Evaluation of Code Comments

The effectiveness of code intelligence models depends significantly on the quality of the comments used in pre-training. Comments serve as a crucial interface between programming languages (PLs) and natural languages (NLs), aiding in contextual understanding. However, as software evolves, human-written comments often become inconsistent with the code, reducing model efficacy. The paper evaluates whether LLM-generated comments, known for their superior generation capabilities, can outperform traditional human-written ones.

Methodology

To achieve a robust comparison, the paper employs both reference-based and reference-free evaluation metrics. While traditional metrics like BLEU, ROUGE, and METEOR offer insights into grammatical and structural similarity, the paper argues for the inadequacy of these methods in capturing semantic alignment between code and comments. Instead, it proposes two novel reference-free approaches: code-comment inconsistency detection and semantic code search.

  • Code-Comment Inconsistency Detection (CCID): This metric evaluates the semantic coherence between code and its comments, highlighting discrepancies that might confuse developers.
  • Semantic Code Search: Here, comments are used as queries to identify the correct code snippet, with the efficiency of retrieval serving as an indicator of comment quality.

The evaluation reveals that LLM-generated comments demonstrate a lower semantic inconsistency rate and higher utility in code search tasks compared to human references.

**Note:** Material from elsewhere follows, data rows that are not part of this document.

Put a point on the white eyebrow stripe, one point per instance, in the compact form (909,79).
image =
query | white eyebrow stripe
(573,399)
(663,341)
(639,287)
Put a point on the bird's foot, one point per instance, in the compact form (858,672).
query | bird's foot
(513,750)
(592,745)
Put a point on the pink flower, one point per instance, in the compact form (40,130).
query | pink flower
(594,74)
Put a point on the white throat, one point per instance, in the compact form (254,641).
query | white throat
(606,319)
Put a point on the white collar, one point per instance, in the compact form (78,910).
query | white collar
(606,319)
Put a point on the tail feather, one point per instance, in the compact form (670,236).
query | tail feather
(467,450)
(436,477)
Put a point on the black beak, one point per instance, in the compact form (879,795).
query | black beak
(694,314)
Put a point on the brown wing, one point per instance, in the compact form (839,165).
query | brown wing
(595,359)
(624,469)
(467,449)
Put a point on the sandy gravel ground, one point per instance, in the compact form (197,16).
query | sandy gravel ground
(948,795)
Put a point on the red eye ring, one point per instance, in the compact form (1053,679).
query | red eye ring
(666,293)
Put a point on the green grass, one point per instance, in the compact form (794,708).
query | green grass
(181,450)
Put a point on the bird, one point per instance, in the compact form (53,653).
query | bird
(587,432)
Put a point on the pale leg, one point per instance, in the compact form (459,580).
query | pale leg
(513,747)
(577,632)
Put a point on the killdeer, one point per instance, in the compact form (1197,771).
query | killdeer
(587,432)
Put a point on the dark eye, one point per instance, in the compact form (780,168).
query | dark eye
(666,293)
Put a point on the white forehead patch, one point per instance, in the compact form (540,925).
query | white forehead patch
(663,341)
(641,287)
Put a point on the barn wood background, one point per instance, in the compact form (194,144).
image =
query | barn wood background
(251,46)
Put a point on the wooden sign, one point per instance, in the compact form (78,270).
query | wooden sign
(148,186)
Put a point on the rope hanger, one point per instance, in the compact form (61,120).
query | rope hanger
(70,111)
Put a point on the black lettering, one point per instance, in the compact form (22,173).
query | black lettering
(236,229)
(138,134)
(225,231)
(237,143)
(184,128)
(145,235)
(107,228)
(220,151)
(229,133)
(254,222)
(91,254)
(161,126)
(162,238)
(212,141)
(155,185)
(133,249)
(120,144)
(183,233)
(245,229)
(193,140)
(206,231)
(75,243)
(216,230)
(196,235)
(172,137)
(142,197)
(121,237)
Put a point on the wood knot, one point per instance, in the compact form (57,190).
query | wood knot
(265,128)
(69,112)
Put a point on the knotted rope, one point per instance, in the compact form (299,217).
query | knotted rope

Impact on Code Intelligence Tasks

The research further explores the practical implications of using LLM-enhanced datasets for pre-training code models specifically, the CodeT5 model, using a dataset (CodeSearchNet) rebuilt with LLM-generated comments.

Experimental Findings

Pre-trained models using these rebuilt datasets exhibited better performance across several code intelligence tasks, including:

  • Code Summarization: Models trained with LLM-enhanced data significantly outperformed those using original human reference comments in terms of semantic representation.
  • Code Generation: Enhanced natural language descriptions improved the generation quality and accuracy of the models, with notable gains in metrics like BLEU and exact match.
  • Code Translation: LLM-generated comments contributed to superior cross-language code generation.

Interestingly, tasks predominantly rooted in structural code understanding, such as code refinement and clone detection, showed minimal improvement, emphasizing the importance of comment quality in tasks requiring NL understanding.

Practical and Theoretical Implications

The paper suggests reevaluating the reliance on human-written comments for code intelligence tasks, advocating for a shift towards LLM-generated alternatives due to their enhanced consistency and semantic alignment. This perspective paves the way for future advancements in dataset construction, wherein LLMs could systematically improve the quality of data used in training sophisticated models, potentially augmenting efficiency in software development and understanding.

Speculation on Future Developments

Looking forward, the integration of LLM-generated comments into broader software development processes can enhance both automated and human-centric aspects of code management. It suggests a future where automated tools become increasingly sophisticated, capable of maintaining high levels of code quality and documentation without extensive human oversight.

In summary, the research validates the potential of LLMs as benchmark builders that can significantly advance the quality of pre-training datasets for code intelligence tasks, urging a reconsideration of current practices in dataset reliance and offering a pathway for using LLMs in enhancing code-related tasks.